The term “no fault state” gets bandied about quite a bit when it comes to discussing divorce in Colorado. It’s an interesting concept that essentially exonerates either party in a divorce from being the “bad guy.” Or more to the point, it means the only basis for divorce is a factual finding by the judge that the marriage is “irretrievably broken.” As we’ve mentioned in other blogs, this is tantamount to the “irreconcilable differences” concept that underscores many separations (as well as being the title of a Drew Barrymore movie).
As vague a notion as this may seem, being a “no fault state” does confer certain advantages in terms of maintaining one’s privacy and other issues that might arise between you and your spouse should your divorce go to court. These might include traditional precipitators of divorce such as adultery, abandonment, mental cruelty and alcoholism, which are unlikely to be aired out as the more pressing matters of child custody and property are addressed.

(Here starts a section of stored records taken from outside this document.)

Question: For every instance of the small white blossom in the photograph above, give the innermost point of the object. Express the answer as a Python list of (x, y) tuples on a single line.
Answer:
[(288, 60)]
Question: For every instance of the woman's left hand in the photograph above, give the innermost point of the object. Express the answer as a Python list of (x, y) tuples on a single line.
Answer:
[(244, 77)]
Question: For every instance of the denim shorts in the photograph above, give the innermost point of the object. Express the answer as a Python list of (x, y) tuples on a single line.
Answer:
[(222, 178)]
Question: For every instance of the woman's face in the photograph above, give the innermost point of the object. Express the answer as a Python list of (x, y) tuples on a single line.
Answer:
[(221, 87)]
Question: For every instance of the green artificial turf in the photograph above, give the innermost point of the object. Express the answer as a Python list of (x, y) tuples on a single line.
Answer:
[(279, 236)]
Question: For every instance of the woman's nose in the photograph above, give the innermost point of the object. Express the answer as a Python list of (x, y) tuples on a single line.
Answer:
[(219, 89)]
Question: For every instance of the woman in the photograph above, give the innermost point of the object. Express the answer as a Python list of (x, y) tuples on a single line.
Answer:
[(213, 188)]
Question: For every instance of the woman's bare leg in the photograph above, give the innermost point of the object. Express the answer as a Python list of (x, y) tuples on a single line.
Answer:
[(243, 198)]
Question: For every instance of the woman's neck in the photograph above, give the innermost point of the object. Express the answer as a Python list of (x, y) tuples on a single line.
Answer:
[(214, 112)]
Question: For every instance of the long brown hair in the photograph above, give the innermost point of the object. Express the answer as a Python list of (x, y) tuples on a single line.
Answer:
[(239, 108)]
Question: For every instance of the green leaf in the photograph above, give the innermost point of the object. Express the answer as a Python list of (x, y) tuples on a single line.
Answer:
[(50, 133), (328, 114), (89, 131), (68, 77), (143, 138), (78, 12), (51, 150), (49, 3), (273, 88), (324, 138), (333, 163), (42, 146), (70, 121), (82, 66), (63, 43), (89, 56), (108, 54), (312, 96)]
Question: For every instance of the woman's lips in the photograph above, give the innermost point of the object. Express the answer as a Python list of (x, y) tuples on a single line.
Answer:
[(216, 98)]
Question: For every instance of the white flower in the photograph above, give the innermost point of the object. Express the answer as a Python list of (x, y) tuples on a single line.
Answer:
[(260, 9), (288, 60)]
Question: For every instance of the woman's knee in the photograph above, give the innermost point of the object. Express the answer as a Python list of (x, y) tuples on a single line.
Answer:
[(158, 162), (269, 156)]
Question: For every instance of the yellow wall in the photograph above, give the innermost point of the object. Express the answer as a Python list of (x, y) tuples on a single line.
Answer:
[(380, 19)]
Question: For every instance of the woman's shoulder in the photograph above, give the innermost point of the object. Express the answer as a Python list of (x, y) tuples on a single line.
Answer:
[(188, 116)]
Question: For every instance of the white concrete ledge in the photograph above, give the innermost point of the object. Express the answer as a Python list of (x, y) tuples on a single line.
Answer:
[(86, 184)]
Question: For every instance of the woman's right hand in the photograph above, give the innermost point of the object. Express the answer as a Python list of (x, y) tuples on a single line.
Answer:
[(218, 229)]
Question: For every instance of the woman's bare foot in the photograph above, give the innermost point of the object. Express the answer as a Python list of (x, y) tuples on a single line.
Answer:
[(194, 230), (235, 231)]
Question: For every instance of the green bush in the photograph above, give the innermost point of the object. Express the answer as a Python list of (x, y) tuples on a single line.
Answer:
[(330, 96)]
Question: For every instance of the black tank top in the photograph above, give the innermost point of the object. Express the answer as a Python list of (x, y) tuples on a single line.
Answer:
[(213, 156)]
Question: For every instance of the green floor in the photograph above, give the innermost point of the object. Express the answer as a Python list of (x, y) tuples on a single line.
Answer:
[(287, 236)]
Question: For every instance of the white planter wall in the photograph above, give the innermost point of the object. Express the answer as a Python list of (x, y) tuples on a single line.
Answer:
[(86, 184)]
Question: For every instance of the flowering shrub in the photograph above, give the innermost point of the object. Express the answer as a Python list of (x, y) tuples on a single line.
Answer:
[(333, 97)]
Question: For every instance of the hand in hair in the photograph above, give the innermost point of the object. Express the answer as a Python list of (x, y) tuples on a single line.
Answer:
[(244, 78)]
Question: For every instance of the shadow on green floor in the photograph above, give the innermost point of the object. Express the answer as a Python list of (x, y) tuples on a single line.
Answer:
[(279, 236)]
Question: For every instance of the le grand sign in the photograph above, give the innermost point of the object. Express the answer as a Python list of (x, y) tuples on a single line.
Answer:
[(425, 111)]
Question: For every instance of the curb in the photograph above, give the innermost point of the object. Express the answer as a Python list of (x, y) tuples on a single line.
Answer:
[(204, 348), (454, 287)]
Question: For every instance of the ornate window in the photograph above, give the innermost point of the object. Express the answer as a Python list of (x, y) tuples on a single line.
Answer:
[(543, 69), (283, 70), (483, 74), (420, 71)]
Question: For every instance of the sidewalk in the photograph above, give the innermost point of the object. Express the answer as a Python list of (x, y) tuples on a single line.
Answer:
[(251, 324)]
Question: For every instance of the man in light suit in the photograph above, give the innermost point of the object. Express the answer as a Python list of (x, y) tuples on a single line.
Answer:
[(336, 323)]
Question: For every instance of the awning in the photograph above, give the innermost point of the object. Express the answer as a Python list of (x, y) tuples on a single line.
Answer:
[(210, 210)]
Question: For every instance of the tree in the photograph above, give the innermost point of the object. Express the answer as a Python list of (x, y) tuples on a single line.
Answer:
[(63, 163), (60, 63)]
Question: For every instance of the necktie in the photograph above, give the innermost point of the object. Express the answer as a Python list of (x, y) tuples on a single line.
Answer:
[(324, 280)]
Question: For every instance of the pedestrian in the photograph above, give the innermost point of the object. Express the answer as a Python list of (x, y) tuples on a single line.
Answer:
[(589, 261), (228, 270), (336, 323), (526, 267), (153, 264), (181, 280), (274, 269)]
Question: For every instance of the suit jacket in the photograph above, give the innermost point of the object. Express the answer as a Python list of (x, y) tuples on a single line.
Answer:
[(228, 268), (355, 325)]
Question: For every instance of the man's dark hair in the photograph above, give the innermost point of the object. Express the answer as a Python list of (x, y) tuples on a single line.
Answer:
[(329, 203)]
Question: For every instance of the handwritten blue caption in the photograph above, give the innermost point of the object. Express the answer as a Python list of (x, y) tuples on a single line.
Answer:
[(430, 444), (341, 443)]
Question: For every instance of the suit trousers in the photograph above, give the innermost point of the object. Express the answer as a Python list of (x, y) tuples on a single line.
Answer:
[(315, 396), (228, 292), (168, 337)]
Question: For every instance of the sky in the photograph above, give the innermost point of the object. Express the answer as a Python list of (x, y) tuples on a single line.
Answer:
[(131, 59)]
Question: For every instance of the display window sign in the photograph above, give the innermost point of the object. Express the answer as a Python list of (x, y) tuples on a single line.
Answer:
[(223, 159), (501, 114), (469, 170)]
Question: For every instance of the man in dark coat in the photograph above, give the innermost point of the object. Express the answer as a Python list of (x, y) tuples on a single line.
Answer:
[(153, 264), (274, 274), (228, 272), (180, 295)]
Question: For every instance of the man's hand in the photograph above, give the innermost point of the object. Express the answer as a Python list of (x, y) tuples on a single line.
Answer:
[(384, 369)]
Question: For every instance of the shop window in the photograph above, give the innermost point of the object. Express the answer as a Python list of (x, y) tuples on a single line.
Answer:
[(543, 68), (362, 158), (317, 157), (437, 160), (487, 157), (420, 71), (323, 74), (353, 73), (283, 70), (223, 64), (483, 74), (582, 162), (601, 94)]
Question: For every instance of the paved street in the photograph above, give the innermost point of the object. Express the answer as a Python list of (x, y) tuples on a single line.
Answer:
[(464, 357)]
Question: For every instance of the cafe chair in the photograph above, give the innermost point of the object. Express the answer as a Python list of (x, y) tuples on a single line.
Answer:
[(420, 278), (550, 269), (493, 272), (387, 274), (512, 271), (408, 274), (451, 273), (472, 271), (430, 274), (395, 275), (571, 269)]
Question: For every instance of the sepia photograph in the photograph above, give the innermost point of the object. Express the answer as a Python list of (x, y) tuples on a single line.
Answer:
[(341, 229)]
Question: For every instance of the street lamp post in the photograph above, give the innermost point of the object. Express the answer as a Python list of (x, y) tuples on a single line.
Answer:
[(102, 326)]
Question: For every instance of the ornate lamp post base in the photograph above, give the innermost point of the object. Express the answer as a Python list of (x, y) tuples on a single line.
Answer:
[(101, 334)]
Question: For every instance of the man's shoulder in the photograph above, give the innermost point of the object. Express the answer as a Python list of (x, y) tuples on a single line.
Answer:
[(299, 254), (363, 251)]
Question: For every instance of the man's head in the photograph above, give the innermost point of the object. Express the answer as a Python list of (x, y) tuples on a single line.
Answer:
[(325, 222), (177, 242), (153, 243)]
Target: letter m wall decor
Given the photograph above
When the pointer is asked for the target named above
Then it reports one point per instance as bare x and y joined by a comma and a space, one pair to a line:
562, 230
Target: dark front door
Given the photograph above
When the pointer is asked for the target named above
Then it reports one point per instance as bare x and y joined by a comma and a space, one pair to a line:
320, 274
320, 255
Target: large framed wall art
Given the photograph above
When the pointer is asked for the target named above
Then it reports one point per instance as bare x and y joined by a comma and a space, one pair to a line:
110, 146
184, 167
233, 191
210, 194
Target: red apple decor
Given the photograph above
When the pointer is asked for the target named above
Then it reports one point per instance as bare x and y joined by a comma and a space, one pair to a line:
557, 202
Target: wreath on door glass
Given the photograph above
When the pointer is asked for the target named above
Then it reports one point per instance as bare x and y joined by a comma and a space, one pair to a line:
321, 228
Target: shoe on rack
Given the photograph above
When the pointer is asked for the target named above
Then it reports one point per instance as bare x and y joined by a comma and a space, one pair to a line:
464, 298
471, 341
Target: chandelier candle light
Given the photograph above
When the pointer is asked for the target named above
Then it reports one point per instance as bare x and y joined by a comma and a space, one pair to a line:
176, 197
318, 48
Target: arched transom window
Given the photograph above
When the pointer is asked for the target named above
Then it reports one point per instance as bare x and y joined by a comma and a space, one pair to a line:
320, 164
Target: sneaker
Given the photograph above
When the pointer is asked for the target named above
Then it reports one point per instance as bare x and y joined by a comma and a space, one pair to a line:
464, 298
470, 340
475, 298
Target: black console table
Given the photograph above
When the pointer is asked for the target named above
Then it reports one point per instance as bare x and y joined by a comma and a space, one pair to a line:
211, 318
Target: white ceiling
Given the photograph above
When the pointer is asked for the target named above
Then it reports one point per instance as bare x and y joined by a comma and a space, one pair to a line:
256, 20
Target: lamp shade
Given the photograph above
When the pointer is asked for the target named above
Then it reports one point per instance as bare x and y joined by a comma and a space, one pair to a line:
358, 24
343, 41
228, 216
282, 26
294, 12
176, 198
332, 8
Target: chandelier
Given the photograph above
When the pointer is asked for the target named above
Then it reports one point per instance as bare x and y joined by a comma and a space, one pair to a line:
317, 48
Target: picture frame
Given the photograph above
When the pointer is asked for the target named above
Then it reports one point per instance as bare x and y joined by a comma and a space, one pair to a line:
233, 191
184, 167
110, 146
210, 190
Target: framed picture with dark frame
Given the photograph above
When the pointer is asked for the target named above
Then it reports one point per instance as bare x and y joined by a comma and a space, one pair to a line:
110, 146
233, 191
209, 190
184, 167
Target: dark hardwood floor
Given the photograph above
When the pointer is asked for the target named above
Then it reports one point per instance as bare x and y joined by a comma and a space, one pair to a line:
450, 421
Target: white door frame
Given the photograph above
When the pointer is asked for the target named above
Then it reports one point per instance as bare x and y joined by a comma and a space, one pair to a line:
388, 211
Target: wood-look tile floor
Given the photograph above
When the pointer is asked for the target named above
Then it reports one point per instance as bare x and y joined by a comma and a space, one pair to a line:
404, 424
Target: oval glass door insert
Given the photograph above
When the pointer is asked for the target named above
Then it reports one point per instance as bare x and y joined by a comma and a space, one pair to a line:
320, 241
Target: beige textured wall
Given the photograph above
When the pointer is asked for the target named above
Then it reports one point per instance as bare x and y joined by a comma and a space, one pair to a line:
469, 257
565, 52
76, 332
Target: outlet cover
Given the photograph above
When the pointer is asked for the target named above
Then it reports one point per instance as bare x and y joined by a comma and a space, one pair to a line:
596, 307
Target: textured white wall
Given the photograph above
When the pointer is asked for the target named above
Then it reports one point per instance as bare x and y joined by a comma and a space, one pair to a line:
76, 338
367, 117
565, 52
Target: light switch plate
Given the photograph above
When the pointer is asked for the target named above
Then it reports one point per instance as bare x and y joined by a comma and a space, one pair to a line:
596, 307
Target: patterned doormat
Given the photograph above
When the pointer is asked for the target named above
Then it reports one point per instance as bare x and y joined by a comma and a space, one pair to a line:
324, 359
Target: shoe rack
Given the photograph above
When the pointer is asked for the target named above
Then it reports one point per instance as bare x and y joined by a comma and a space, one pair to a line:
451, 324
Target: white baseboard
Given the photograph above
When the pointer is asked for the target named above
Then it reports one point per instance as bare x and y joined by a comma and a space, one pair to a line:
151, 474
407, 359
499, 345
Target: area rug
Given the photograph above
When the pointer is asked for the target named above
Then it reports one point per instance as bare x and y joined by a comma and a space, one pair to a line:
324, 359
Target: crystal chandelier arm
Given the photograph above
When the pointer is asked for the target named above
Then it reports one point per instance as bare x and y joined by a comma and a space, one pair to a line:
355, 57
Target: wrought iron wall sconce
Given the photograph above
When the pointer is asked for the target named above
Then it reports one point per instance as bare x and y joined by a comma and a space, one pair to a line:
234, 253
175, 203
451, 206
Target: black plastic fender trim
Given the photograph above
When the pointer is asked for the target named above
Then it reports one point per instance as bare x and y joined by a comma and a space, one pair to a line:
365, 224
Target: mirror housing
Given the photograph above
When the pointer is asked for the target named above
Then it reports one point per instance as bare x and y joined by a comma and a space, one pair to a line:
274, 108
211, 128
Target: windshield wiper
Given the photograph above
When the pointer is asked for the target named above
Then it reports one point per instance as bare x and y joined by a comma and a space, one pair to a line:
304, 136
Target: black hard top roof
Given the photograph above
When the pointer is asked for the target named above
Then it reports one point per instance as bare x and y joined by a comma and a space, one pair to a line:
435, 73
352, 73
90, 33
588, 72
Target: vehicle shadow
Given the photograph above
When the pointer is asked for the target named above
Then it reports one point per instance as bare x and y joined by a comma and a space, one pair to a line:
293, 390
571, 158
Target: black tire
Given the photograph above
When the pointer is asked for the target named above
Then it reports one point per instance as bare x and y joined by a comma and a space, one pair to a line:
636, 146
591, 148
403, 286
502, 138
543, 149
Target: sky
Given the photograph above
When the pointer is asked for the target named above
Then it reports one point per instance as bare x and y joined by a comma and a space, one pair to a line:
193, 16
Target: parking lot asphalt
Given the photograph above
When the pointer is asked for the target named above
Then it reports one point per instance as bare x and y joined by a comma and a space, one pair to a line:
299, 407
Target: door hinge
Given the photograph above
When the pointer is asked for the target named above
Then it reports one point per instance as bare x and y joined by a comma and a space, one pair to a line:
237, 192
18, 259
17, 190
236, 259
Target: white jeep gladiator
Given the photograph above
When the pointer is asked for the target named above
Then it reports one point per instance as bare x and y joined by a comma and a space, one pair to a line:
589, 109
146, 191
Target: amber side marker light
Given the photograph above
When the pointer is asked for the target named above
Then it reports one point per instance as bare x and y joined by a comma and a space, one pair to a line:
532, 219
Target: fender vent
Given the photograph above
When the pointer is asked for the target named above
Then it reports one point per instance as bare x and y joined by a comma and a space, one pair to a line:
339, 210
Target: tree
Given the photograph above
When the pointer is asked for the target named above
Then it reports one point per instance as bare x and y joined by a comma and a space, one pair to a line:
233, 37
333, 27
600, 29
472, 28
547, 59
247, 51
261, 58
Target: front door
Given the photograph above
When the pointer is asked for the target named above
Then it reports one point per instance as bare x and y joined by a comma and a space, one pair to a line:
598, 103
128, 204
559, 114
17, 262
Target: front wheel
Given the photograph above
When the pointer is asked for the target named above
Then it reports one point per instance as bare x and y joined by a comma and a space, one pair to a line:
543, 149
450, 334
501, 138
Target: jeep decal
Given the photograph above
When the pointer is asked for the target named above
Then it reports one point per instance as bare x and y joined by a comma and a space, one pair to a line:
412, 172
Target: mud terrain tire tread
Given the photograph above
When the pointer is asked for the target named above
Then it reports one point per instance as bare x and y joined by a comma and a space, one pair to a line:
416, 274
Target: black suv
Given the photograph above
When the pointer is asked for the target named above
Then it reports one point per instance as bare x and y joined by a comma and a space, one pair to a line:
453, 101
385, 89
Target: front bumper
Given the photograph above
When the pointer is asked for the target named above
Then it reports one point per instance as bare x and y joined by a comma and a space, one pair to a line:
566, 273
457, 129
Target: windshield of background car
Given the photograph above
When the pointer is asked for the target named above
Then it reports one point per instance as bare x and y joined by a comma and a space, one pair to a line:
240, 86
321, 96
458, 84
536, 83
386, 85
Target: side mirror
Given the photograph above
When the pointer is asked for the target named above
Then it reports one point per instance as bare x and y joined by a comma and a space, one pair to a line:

That said, there are still circumstances when “for cause” issues can become grounds for a legal dissolution of a marriage, which will necessarily have to be explored on the floor of the court. Chief among these are physical and verbal abuse, according to a recent study conducted by custom research firm GFK Roper. Of the 1,500 men and women polled, 36 percent cited domestic violence as the main cause for their divorce. Following in no particular order were financial woes, sexual issues, philosophical differences in child-rearing, religious issues and plain old boredom. Of course, as theologian Paul Tillich observed, “Boredom is rage spread thin.”